The self-thinning surface

Abstract

This article introduces a generalized expression of the self-thinning rule, B = KSαNβ, where B is stand biomass per unit area, N is stand density, S is relative site index, and K, α and β are parameters. On log scales, this equation becomes a self-thinning surface that defines a density-dependent upper frontier of stand biomass over a gradient of site productivity for a given species. This equation is formulated for parameter estimation as a stochastic frontier function with two error components that have different distributional properties. As an example, maximum likelihood estimates of the self-thinning surface and its confidence envelope were shown for Pinus radiata (D. Don).
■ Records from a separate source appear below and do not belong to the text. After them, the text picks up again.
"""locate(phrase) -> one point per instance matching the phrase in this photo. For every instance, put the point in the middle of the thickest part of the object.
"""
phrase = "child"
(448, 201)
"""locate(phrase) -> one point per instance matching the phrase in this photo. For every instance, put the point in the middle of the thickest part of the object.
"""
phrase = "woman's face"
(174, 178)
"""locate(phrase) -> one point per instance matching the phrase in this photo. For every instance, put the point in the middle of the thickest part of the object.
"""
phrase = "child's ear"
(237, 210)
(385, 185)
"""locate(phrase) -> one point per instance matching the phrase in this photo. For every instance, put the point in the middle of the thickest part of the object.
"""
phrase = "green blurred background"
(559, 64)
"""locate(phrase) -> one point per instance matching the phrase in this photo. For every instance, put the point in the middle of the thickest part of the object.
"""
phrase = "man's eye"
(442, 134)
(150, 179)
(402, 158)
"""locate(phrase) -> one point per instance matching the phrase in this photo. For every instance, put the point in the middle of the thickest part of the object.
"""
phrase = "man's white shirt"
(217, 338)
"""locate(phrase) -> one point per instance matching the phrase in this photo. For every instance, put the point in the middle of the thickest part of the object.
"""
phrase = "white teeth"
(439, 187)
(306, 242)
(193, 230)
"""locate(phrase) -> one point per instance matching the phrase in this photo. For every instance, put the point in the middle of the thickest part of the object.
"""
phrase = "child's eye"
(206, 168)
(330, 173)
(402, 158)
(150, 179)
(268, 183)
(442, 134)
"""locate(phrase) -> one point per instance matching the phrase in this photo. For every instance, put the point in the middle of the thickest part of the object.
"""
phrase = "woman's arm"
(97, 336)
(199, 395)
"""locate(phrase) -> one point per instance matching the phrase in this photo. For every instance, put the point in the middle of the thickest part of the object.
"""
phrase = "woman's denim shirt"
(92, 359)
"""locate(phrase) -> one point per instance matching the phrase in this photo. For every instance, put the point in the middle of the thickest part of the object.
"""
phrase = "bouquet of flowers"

Furthermore, site occupancy was estimated through one of the error components of the stochastic frontier function. The conditional response of mortality at any given site occupancy was revealed by using regression quantiles. Light mortality was associated with increases in site occupancy, while heavy mortality caused a reduction in site occupancy. Changes in the estimated site occupancy had a linear relationship with changes in log stand density. The dynamic interplay between site occupancy and mortality, together with the random external effects on the self-thinning frontier, was suggested to drive the growth trajectories of individual stands during stand growth and self-thinning. Consequently, individual stands seldom travel along their self-thinning frontiers but are more likely to converge toward them during the self-thinning phase of stand development.